Sadly the hole left by the Johnsons will probably soon be filled, said the Chief.
"There will always be the opportunity for those individuals and those groups to exist because nature abhors a vacuum – people will come in behind it and that's why it's really important that we keep up our guard."
In 2005/6, Dr Brain fought off proposals to merge the Gloucestershire force into a big regional constabulary.
"The reason we were able to avoid being amalgamated was because we were able to demonstrate that we had what many forces don't have – this specialist investigative capacity to take on serious and organised criminals.
"We invested in that – other people have caught up, but we invested early as a small force and that was critical that we could demonstrate that we could tackle these groups.
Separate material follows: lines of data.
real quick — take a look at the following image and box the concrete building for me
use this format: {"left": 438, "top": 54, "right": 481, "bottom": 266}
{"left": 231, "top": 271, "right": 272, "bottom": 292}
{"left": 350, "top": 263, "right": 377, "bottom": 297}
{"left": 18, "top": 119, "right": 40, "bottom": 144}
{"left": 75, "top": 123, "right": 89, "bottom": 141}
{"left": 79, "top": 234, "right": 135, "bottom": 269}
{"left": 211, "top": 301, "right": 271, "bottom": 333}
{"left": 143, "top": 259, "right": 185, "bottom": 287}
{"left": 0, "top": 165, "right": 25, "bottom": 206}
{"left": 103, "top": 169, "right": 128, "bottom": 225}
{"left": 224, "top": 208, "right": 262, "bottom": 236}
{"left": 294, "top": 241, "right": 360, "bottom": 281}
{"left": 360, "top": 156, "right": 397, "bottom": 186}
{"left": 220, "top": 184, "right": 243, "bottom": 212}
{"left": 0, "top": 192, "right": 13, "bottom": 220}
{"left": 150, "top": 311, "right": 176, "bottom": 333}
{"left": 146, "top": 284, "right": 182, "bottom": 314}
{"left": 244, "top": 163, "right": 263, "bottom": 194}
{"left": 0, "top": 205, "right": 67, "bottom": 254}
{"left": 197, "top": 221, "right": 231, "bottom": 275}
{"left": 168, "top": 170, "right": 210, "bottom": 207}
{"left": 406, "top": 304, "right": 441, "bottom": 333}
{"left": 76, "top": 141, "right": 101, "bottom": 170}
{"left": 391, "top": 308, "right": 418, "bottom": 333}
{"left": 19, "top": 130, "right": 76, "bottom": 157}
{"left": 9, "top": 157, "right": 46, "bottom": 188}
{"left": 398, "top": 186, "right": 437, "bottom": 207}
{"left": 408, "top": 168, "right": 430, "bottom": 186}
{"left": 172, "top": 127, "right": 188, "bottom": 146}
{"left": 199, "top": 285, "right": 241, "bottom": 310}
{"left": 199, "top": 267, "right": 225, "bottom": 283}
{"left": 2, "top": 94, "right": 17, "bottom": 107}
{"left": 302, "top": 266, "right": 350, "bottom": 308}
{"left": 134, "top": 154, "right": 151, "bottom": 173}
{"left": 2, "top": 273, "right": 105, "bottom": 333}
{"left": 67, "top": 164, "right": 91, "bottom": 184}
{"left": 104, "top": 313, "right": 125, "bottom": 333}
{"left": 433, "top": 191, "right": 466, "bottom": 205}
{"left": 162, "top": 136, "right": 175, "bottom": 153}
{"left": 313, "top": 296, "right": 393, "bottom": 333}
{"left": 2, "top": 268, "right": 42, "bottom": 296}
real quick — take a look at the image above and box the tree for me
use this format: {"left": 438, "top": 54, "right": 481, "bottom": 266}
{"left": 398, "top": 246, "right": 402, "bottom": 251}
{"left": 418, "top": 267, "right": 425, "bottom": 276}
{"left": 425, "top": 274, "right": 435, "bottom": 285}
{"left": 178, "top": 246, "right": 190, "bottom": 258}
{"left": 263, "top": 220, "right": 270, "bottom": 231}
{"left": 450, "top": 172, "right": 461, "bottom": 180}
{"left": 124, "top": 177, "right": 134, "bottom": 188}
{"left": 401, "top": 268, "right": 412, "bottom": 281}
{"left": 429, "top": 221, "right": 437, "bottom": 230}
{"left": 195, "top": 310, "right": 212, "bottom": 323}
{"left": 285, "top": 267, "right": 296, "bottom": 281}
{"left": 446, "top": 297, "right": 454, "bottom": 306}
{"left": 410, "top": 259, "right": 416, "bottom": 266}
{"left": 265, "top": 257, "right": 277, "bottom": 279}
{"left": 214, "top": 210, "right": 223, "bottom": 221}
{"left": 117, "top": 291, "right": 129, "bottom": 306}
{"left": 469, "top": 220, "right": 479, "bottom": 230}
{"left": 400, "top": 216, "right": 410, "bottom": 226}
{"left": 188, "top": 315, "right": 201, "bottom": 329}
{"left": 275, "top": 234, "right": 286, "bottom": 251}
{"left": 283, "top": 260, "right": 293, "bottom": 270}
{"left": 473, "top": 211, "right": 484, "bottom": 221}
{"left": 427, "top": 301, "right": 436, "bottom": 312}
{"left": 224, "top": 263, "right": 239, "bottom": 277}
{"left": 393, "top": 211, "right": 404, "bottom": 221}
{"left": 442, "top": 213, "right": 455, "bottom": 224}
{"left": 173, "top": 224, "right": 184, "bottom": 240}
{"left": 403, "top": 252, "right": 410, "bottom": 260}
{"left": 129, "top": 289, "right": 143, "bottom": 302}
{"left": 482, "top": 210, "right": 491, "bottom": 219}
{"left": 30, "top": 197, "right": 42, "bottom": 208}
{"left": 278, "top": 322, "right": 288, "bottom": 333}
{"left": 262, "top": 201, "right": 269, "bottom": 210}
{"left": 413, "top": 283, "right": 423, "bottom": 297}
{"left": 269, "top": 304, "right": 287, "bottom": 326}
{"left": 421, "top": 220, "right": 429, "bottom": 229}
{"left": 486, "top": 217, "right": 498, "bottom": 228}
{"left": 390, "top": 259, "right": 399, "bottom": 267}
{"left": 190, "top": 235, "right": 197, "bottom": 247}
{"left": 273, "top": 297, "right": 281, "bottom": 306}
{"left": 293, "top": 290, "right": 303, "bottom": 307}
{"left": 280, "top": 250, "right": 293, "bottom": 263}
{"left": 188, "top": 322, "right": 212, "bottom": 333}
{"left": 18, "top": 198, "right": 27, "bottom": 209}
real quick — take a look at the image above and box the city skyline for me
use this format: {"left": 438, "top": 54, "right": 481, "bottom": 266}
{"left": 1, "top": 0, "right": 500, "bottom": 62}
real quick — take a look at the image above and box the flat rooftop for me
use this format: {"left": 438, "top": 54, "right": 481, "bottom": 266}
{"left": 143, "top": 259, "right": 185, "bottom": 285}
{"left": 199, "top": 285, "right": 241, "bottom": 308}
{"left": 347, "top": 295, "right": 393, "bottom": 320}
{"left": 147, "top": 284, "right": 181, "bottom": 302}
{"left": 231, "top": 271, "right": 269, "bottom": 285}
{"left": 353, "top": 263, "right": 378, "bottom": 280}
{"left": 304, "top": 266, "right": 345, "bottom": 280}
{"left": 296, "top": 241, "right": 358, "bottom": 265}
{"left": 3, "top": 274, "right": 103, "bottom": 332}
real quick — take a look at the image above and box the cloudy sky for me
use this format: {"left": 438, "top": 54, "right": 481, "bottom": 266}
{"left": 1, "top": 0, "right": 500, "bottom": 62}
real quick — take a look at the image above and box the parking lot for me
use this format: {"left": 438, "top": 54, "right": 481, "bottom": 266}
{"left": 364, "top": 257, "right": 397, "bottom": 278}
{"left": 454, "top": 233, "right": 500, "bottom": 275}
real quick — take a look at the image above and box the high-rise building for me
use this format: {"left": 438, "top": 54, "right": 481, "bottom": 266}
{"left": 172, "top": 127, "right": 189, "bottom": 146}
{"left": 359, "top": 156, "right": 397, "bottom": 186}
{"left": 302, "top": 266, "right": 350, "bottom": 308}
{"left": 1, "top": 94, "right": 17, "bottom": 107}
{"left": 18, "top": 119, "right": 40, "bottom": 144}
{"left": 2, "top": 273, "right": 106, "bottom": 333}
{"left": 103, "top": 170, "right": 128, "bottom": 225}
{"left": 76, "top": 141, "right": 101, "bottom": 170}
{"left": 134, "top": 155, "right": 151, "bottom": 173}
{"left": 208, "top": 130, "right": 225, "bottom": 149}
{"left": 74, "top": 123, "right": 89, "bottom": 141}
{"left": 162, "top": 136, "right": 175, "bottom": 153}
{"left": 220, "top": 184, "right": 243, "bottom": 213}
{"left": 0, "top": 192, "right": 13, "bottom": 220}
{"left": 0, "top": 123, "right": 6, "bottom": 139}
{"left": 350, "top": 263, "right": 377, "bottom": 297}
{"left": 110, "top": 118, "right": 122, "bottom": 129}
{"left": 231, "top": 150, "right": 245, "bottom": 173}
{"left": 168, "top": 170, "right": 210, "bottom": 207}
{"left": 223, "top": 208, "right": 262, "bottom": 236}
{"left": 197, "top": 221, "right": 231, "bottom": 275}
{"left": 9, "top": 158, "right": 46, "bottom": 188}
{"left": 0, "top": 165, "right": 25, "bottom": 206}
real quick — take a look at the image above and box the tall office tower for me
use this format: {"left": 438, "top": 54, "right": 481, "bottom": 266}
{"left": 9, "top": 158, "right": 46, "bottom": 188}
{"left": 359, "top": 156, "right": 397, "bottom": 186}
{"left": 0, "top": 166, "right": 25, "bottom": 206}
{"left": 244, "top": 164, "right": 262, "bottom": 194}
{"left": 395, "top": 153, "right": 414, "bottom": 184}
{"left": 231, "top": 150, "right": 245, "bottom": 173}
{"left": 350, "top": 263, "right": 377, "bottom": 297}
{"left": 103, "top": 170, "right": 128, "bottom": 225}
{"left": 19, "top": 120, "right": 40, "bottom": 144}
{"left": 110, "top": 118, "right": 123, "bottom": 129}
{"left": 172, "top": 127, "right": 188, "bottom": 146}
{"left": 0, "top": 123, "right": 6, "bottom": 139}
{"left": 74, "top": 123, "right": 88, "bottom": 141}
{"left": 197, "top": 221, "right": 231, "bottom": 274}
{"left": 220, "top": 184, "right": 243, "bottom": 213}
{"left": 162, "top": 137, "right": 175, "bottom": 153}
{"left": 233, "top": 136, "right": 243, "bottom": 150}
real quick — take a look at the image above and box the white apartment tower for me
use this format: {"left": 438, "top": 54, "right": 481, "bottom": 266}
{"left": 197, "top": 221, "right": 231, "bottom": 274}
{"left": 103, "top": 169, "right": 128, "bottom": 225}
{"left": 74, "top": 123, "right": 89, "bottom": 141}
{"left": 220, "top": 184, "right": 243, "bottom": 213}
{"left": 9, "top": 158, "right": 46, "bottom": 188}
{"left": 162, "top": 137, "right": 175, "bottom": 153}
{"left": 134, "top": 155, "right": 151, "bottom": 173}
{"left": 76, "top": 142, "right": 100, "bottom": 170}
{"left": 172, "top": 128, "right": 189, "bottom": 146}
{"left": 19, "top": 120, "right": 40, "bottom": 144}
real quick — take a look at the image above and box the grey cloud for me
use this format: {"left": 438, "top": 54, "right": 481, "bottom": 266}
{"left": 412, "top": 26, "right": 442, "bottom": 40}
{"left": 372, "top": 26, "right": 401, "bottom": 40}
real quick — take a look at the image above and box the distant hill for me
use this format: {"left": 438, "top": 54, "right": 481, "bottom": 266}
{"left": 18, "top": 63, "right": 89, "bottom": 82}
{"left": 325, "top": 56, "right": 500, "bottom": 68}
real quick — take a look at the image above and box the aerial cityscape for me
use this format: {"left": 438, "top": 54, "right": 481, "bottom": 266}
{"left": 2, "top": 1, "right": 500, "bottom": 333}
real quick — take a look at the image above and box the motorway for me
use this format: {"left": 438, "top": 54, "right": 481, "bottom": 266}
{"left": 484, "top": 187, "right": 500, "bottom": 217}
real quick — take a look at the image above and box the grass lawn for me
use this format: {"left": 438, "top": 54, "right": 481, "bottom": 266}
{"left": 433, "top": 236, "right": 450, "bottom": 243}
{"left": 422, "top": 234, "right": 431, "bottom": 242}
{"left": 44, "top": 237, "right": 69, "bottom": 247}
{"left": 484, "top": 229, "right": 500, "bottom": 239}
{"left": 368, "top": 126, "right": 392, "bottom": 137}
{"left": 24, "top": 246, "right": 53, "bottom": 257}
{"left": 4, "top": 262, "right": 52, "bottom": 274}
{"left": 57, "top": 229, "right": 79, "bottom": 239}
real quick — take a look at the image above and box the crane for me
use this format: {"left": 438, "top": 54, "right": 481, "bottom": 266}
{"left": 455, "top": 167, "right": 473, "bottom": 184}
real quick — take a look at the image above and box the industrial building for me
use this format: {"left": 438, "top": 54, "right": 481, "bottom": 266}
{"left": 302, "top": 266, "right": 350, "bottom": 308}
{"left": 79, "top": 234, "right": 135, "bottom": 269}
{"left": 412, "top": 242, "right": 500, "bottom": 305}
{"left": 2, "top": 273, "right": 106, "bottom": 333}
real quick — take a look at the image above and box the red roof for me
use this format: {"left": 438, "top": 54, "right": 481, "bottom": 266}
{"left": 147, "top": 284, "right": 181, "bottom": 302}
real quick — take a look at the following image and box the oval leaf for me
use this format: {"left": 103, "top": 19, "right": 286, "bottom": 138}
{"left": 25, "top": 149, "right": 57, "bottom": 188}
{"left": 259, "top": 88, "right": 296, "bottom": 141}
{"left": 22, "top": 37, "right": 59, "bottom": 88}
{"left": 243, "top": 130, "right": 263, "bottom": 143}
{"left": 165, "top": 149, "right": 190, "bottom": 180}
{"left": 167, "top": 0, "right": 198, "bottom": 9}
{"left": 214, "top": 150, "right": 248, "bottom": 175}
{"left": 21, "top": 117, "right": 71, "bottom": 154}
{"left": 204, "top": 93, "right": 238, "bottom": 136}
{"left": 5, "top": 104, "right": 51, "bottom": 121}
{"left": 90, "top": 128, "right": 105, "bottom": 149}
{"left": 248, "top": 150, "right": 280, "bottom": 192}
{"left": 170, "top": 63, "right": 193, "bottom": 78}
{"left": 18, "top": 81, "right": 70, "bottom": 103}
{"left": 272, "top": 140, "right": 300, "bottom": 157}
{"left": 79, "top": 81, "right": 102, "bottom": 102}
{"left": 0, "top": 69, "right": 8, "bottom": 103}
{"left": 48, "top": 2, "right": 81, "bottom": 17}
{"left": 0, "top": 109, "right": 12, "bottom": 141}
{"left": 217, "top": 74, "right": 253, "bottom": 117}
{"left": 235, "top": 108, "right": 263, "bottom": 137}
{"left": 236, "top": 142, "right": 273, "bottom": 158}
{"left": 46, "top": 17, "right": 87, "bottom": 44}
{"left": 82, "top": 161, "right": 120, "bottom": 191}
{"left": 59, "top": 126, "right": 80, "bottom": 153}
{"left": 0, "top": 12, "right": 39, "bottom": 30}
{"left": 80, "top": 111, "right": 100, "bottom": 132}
"We have talked about the Johnsons but there are others who are the local gang masters, the local drug bosses, and we've taken them out like PJ Maguire – people who thought they were untouchable found themselves in prison."
Dr Brain says the search for millions of pounds of antiques stolen by the Johnsons from stately homes will continue.
Recovering the Johnsons' tangible assets is a straightforward process, said Dr Brain, but the stolen loot is a different matter. Some of this may be in a hole in the ground – alternatively it's been moved on through the system of fences."
Another major investigation involved former Gloucester grammar school pupil Sajid Badat who had been plotting a terrorist attack.
"The most important thing to feel about that is that was a professional investigation of high national importance that was successfully managed by ourselves and by the national counter terrorist units – it was a very successful operation.
"I think it said so much for our community based policing and the support we received from our community that we were able as a city centre Gloucester community to come through that stronger. People were shocked and took a long time to reconcile themselves to what was happening, but that's the nature of terrorism."